The system demands this. Every new provider needs the intake. But the system doesn't account for what it costs to do this over and over when your history makes clinicians skeptical and your cognitive function is compromised by the disease they didn't catch for three decades.
There's no good solution. I can't not do the intakes. But every one feels like an audition for my own credibility.

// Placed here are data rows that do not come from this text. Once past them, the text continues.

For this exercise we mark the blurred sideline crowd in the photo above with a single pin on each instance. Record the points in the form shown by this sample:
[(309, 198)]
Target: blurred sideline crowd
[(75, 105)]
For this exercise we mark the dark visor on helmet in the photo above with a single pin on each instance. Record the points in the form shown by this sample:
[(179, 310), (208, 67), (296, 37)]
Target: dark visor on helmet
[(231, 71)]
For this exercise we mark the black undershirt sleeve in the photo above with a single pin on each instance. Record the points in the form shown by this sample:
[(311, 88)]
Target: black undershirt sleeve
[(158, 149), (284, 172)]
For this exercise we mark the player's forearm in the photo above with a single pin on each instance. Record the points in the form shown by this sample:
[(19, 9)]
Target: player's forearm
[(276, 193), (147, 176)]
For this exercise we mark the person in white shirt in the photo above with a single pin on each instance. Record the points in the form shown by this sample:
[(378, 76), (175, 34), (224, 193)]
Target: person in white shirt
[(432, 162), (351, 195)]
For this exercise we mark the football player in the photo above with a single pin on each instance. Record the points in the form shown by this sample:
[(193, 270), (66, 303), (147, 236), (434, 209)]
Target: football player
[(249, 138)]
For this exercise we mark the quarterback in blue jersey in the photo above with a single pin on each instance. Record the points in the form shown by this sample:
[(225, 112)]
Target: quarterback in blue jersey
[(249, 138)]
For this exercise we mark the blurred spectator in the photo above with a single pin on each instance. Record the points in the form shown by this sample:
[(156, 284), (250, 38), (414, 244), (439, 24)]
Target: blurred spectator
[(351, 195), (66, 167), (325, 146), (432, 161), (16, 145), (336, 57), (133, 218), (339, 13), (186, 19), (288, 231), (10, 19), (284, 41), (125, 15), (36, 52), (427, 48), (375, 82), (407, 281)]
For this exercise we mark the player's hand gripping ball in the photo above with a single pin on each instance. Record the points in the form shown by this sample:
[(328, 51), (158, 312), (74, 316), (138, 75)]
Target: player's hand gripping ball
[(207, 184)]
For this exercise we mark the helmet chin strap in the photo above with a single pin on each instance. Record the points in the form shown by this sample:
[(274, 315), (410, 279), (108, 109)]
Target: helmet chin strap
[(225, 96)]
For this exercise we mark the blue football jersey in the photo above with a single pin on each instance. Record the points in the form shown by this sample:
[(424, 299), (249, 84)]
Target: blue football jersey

I'm doing it anyway. Because I need the care. But this isn't just paperwork. This is trauma on top of disability on top of medical neglect playing out in real-time in a 50-minute appointment where I'm trying to sound coherent enough to deserve treatment.
I am an autistic trauma survivor with a history of PTSD and Generalized Anxiety Disorder. Oh and also I have a Real, Physical Problem called MS that impacts me cognitively which in turn emotionally impacts me. And I told my neurologist how disturbing the 2025 cognitive degradation is to me after a life spent surviving by wits alone.
So far 2025 is hurting me more than the 2013 flare, or the 2009 cognitive impact that had my professors telling me that I was essentially a different student than the one they had in 2008.
But people with some kinds of trauma are inherently untrustable, unreliable, and just too-broken to proactively seek care like I have for decades.